Green, is currently competing on the collegiate level as a member of the ENMU men’s rodeo team. At his last event in Stephenville, Texas, he qualified for the College National Finals Rodeo, held at Casper, Wyo., despite having a broken arm.
“I was competing in Snyder, Texas, about three weeks ago when I broke my hand,” Green said. “My horse was bucking and got sucked into the wall, threw me off in the wall and when I came-to my arm was hurting. That happened on a Friday and I still had to ride Saturday so I just taped it up and continued to ride.
Green has always had the support of his family when it came to his rodeo life. His father Jimmy Green had the biggest influence on his career, Green said.
“Dad raised my brother James and I to be tough and be champions,” Green said. “When we got bucked off we were told to get back on and do better.”
Green, thanks his mother, Sidney Green, who was also supportive throughout all of his rodeo years.
“My brother and I were a living nightmare for my mom,” Green said. “We probably gave her one or two gray hairs growing up.”
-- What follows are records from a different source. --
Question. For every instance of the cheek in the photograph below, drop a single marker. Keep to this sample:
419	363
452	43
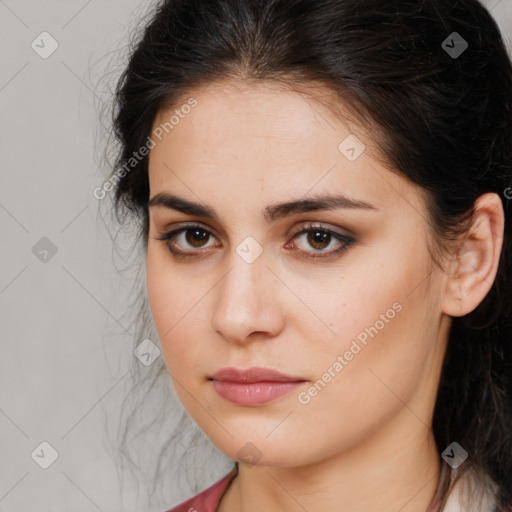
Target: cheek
178	305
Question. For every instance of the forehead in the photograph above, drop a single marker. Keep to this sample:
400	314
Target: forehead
267	138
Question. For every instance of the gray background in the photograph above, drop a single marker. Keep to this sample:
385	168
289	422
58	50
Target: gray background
66	352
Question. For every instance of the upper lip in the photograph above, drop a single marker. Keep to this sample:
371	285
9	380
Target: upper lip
254	374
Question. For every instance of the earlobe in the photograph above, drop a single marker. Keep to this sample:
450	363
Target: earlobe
476	262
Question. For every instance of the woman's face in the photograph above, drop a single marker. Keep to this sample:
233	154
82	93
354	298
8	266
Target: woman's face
349	310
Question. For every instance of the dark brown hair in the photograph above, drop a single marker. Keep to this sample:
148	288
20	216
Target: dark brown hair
444	121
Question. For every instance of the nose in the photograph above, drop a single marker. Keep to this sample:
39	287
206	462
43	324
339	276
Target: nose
247	303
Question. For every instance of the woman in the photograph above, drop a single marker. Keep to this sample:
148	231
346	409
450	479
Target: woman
323	190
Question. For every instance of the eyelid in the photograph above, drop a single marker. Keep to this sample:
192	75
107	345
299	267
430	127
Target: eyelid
344	240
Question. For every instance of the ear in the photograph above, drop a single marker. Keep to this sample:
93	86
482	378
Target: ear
475	264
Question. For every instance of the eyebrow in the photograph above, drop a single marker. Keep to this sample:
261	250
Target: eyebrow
271	213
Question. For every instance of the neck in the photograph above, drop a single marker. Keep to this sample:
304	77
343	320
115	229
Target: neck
386	473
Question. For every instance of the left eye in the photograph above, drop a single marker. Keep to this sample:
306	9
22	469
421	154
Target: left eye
318	237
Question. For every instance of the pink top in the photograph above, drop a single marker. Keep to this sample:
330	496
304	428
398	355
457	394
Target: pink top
209	499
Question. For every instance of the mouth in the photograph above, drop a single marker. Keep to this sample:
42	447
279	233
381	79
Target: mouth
254	386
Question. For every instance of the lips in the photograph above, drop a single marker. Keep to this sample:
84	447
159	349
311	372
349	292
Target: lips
254	374
254	386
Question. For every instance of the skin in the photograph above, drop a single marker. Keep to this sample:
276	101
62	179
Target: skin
365	440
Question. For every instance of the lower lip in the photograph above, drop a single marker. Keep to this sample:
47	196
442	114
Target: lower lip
253	393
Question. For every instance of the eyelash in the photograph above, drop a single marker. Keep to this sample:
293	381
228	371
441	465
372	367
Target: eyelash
345	240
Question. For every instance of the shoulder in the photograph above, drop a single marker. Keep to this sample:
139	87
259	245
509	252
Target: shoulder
207	500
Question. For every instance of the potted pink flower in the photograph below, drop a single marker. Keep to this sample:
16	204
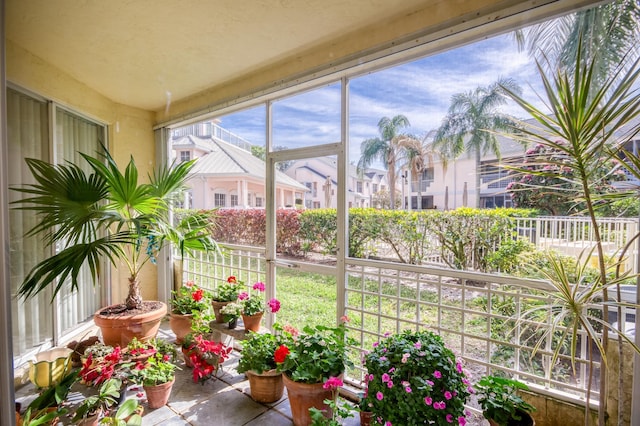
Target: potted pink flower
253	306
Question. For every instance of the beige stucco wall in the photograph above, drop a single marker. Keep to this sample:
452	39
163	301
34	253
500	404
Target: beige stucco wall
130	129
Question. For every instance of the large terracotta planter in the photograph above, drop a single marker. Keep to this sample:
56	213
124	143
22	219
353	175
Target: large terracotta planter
120	329
50	367
266	387
252	322
303	396
180	325
216	310
158	395
526	420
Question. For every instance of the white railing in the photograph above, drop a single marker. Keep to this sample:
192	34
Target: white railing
574	236
475	314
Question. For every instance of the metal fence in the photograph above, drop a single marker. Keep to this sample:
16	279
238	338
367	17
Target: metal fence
574	236
475	313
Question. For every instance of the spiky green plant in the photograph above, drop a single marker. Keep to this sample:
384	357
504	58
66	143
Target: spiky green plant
106	214
587	122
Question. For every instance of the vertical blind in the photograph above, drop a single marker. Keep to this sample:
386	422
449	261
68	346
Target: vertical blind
38	321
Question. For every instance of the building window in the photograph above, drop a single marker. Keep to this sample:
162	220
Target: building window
30	121
219	200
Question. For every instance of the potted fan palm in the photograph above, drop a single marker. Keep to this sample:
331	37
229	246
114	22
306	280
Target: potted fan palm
107	214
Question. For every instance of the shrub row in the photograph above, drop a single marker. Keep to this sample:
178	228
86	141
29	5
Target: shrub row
464	238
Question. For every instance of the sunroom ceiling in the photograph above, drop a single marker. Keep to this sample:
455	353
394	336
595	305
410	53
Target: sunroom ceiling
143	53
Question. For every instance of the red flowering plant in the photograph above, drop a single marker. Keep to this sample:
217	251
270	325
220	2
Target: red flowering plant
316	354
206	357
227	291
98	369
189	299
413	375
253	302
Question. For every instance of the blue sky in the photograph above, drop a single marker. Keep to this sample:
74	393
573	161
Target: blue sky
421	90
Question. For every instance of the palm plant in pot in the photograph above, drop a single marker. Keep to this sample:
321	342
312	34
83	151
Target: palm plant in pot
501	405
107	214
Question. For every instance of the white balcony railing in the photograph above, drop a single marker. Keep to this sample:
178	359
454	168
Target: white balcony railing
474	313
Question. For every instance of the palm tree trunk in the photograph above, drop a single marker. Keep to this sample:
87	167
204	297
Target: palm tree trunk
478	175
392	183
134	298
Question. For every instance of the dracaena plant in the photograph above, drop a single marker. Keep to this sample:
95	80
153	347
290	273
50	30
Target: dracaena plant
106	213
589	122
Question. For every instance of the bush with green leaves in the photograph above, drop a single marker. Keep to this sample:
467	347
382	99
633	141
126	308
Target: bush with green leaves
412	376
498	397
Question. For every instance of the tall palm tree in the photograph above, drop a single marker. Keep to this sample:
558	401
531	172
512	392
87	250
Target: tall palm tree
471	121
418	157
384	148
608	32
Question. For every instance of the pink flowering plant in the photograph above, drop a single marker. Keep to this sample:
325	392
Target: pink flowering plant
253	302
413	376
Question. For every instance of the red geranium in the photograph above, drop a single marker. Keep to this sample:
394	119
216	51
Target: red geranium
281	354
206	356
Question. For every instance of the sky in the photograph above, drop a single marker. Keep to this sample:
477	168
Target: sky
421	90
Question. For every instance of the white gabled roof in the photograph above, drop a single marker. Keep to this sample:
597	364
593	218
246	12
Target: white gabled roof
224	159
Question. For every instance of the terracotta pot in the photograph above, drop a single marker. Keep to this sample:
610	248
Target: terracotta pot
252	322
216	310
233	323
525	420
303	396
120	329
366	418
180	325
158	395
266	387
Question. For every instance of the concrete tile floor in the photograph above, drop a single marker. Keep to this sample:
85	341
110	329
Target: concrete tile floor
224	401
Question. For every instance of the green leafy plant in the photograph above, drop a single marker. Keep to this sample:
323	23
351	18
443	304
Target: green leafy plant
53	396
253	302
227	291
189	299
258	352
500	401
106	213
412	376
231	311
315	354
589	122
339	411
126	415
206	356
156	370
107	396
98	369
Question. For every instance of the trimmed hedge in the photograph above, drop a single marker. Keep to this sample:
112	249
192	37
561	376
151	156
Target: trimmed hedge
465	238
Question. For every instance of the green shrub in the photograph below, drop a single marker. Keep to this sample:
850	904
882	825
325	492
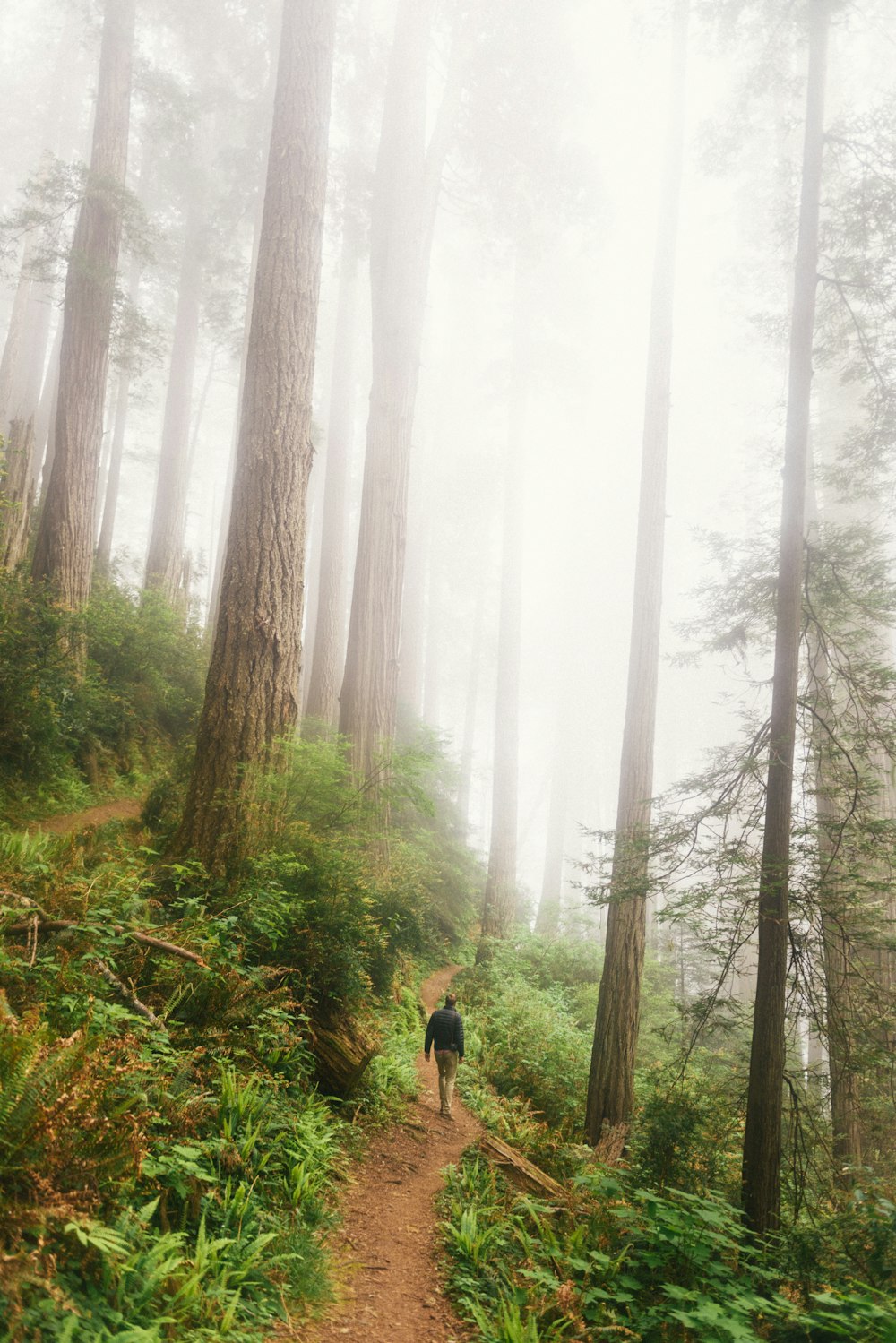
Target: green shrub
142	686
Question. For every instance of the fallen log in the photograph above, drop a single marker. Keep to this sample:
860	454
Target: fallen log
341	1055
46	925
131	998
519	1170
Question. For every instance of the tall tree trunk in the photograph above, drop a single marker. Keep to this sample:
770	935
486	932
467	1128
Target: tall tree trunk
500	898
166	554
16	493
471	700
123	401
252	693
616	1031
406	191
327	657
45	423
113	478
13	350
548	917
65	543
761	1174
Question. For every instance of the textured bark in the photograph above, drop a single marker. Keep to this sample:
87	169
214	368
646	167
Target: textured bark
341	1055
465	785
45	423
327	659
433	622
16	493
113	478
65	543
548	917
519	1168
15	340
500	899
616	1031
252	693
406	191
761	1174
166	552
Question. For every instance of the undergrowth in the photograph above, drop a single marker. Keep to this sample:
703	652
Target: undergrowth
169	1143
649	1251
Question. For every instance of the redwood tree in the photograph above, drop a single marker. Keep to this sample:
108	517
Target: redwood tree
762	1138
616	1031
65	543
166	552
406	191
252	693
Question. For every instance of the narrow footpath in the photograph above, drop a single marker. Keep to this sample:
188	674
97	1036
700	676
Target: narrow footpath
389	1245
123	809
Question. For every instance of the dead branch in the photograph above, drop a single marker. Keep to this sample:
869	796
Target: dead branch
131	998
46	925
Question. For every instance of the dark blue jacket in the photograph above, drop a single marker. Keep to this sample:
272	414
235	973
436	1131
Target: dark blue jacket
445	1030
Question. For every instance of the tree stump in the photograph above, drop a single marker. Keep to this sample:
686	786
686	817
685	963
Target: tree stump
611	1143
341	1053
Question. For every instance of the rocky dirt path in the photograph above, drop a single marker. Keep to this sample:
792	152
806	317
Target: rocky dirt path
389	1248
124	809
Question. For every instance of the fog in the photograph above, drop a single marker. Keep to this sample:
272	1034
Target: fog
567	174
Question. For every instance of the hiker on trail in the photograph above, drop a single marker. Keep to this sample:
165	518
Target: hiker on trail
446	1031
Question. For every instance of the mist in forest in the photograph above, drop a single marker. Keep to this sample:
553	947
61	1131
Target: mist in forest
543	253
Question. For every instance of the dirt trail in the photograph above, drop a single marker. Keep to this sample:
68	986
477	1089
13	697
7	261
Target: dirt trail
125	809
389	1243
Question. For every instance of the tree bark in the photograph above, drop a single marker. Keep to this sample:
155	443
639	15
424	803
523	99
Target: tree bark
166	552
548	917
45	423
252	693
618	1015
16	493
406	191
113	479
323	688
468	742
65	543
500	899
761	1173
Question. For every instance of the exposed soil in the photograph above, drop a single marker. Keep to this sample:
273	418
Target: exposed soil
125	809
387	1246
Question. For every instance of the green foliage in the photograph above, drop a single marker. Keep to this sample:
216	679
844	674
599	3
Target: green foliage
174	1179
59	728
622	1260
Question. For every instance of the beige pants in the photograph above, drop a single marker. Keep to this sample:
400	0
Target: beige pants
446	1063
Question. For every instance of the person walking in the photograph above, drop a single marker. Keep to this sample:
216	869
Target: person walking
445	1030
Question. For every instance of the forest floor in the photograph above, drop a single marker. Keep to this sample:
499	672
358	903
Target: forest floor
387	1248
123	809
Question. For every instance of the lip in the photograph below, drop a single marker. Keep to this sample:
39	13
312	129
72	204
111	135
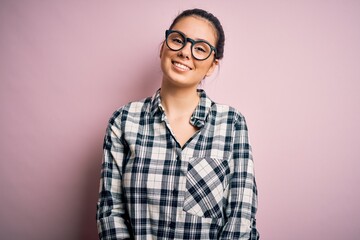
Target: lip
173	63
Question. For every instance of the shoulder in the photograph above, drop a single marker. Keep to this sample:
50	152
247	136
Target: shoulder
133	109
228	112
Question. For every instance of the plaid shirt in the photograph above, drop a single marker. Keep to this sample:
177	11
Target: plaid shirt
152	188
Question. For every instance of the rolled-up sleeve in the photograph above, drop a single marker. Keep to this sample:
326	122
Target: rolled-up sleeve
242	199
111	213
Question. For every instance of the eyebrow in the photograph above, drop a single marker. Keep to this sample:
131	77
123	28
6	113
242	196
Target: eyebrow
196	39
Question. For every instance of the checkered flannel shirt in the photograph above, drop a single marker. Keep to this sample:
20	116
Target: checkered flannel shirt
152	188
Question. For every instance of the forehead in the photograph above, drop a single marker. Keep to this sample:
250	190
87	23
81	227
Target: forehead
197	28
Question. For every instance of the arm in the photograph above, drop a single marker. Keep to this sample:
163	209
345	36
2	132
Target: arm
112	222
242	201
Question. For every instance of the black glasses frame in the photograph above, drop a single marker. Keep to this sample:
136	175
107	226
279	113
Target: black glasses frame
186	40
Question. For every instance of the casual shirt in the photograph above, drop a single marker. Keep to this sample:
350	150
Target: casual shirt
153	188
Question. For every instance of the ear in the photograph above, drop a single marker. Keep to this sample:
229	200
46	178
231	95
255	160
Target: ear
212	67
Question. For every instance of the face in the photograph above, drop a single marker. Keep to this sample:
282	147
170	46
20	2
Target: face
180	68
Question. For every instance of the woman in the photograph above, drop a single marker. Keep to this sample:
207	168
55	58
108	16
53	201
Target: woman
177	165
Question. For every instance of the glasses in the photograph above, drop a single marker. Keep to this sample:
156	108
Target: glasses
200	50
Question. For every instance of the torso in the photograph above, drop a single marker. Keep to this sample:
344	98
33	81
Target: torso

Green’s start in rodeo came as early as age 3, when he was competing in junior rodeos in Socorro, riding sheep.
“Rodeo is just something that I was raised on,” Green said, “It was never a choice that I made to start up being a cowboy competing in rodeos, it was like second nature.”
Despite the many injuries and long hours of competition Green has no regrets with how rodeo has changed his life. In fact rodeo has been more to Green then just a way to pass time, win money and collect injuries. It has given him the opportunity to meet new people, make new friends and most importantly, get a college education.
“Rodeo has been my open door,” Green said, “My family could not afford to pay for four years of college tuition, so rodeo has helped me out in many ways.”
Green expects to graduate in December with a degree in general agriculture.
• The 2008 Fox Sports Network’s Toughest Cowboy competition aired from December-February on FSN networks.
• Jared Green was eliminated by Shane Proctor (2008 Toughest Cowboy winner) in Nashville, Tenn., in the second match of the playoffs.
• Jared Green has had a total of six injuries, two right shoulder surgeries, broken left hand, torn ligament in left knee, and he has broken both ankles.